LaSala Joseph Frank 4
4 · Augusta SpinCo Corp · Filed Feb 11, 2026
Research Summary
AI-generated summary of this filing
Augusta SpinCo Director Joseph LaSala Disposes Shares in Merger
What Happened Joseph Frank LaSala, a director of Augusta SpinCo Corp, disposed of two blocks of the issuer's common stock on Feb 9, 2026: 1,155 shares and 944.478 shares (total 2,099.478 issuer shares). These issuer shares were first received by LaSala via a pro rata distribution from Becton, Dickinson & Co. (one block) and through his Becton 401(k) account (the other block), and then converted in a merger: each Augusta SpinCo share was exchanged for 0.135343148384084 shares of Waters Corporation common stock. Using Waters’ Feb 9, 2026 closing price of $328.14, the exchange equals roughly 284.15 Waters shares, with an approximate market value of $93,240. These were dispositions under a corporate transaction, not open-market sales.
Key Details
- Transaction date: Feb 9, 2026 (filed on Form 4 Feb 11, 2026).
- Transaction code: D (Disposition to issuer via merger/exchange).
- Shares disposed: 1,155 and 944.478 (total 2,099.478 issuer shares).
- Exchange ratio: 0.135343148384084 Waters shares per issuer share.
- Waters closing price on Feb 9, 2026: $328.14 → approximate value received: ~$93,240.
- Footnotes: F1/F3 — the issuer shares were acquired by LaSala via a pro rata distribution from Becton, Dickinson (one block) and via his BDX 401(k) account (the other); F2 — the shares were disposed in the merger pursuant to the merger agreement and converted into Waters stock.
- Shares owned after transaction: not specified on the filing; issuer shares were converted into Waters shares as part of the transaction.
- Filing timeliness: Form 4 was filed Feb 11, 2026 (within the typical 2-business-day window).

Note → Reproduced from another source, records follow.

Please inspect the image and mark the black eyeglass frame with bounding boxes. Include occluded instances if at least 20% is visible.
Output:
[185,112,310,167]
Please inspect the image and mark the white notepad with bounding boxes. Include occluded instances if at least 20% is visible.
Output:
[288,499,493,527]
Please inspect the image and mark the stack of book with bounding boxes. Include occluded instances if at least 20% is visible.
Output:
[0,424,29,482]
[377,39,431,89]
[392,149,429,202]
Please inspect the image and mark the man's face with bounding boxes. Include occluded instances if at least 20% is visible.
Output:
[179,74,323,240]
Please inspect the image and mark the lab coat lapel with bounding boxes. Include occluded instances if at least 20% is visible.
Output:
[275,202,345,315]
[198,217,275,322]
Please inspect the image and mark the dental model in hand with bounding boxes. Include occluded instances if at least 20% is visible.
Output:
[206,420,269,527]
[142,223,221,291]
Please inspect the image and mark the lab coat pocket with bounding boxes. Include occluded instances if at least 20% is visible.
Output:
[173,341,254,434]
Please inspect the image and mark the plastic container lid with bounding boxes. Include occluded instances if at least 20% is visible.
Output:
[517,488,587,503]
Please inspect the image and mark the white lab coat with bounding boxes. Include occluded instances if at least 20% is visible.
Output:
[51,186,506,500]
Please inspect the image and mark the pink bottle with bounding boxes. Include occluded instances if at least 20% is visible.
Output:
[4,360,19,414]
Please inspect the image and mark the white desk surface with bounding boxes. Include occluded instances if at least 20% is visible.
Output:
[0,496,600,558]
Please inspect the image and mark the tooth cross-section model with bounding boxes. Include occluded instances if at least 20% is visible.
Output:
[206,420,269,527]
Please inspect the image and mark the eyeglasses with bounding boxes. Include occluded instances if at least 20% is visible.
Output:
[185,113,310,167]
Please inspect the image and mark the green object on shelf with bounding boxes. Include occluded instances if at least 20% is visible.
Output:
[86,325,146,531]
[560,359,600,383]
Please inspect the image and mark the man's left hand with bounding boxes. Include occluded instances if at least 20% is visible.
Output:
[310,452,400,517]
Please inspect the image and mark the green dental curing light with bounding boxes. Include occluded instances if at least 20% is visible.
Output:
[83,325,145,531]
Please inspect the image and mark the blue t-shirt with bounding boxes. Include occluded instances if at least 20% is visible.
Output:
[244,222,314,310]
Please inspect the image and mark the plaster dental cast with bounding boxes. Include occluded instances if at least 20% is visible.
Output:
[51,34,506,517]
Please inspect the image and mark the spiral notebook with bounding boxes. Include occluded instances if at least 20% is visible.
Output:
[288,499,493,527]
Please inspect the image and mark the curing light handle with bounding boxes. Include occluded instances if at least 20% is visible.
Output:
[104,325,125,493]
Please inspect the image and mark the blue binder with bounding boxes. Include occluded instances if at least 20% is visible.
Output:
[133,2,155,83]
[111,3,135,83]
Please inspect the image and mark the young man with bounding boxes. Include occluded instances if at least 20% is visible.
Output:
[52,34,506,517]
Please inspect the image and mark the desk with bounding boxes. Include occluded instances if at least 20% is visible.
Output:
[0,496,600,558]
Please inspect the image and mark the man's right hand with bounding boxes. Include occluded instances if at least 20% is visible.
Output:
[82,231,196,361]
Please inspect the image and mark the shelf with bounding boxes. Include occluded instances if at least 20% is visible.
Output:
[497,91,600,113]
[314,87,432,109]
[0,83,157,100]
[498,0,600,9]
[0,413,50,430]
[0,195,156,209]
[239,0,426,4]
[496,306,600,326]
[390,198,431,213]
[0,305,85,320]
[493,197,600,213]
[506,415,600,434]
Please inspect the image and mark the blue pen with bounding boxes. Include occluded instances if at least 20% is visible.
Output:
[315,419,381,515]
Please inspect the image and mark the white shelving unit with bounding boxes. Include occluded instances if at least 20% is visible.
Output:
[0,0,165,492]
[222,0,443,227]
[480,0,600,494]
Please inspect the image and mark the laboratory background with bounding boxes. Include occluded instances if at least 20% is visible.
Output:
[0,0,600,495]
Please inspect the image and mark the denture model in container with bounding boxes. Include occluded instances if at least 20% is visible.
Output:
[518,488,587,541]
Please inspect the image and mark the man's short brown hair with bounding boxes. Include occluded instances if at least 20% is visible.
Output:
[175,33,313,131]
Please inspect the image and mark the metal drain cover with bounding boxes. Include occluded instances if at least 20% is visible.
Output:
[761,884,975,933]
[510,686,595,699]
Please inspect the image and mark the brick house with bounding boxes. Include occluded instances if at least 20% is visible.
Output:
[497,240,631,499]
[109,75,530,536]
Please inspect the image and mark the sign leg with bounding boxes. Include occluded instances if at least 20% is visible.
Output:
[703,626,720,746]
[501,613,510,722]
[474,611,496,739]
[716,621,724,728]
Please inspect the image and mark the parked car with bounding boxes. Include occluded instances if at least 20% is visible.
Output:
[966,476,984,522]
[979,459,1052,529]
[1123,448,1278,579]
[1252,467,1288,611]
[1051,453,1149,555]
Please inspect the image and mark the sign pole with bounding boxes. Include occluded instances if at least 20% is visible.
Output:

Context This activity reflects a corporate reorganization (a distribution from Becton, Dickinson followed by a merger exchange into Waters stock) rather than a personal open-market sale. The reporting person received Waters common stock in exchange — not cash — so the transaction is procedural under the merger terms. For retail investors, note this type of disposition is driven by deal mechanics and not necessarily a signal of the insider's view on the company.
Insider Transaction Report
- Disposition to Issuer
Common Stock, par value $0.01 per share
[F1][F2]2026-02-09−1,155→ 0 total - Disposition to Issuer
Common Stock, par value $0.01 per share
[F3][F2]2026-02-09−944.478→ 0 total(indirect: By 401(k))
Footnotes (3)
- [F1]Represents 1,155 shares of the Issuer's common stock acquired by the Reporting Person in a pro rata distribution by Becton, Dickinson and Company to holders of its common stock for no consideration, which occurred on February 9, 2026 in a transaction exempt under Rules 16a-9 and 16b-3 of the Securities Exchange Act of 1934, as amended (the "Distribution").
- [F2]On February 9, 2026 following the Distribution, each share of the Issuer's common stock, par value $0.01 per share, was disposed of by merger pursuant to the Agreement and Plan of Merger, dated as of July 13, 2025, by and among Waters Corporation ("Waters"), Becton, Dickinson and Company, Beta Merger Sub, Inc. and the Issuer, in exchange for 0.135343148384084 shares of Waters common stock, par value $0.01 per share ("Waters Common Stock"). The closing price per share of Waters Common Stock on February 9, 2026 was $328.14.
- [F3]Represents 944.478 shares of the Issuer's common stock acquired by the Reporting Person in the Distribution through the Reporting Person's account in the Becton, Dickinson and Company 401(k) Plan (the "401(k) Plan").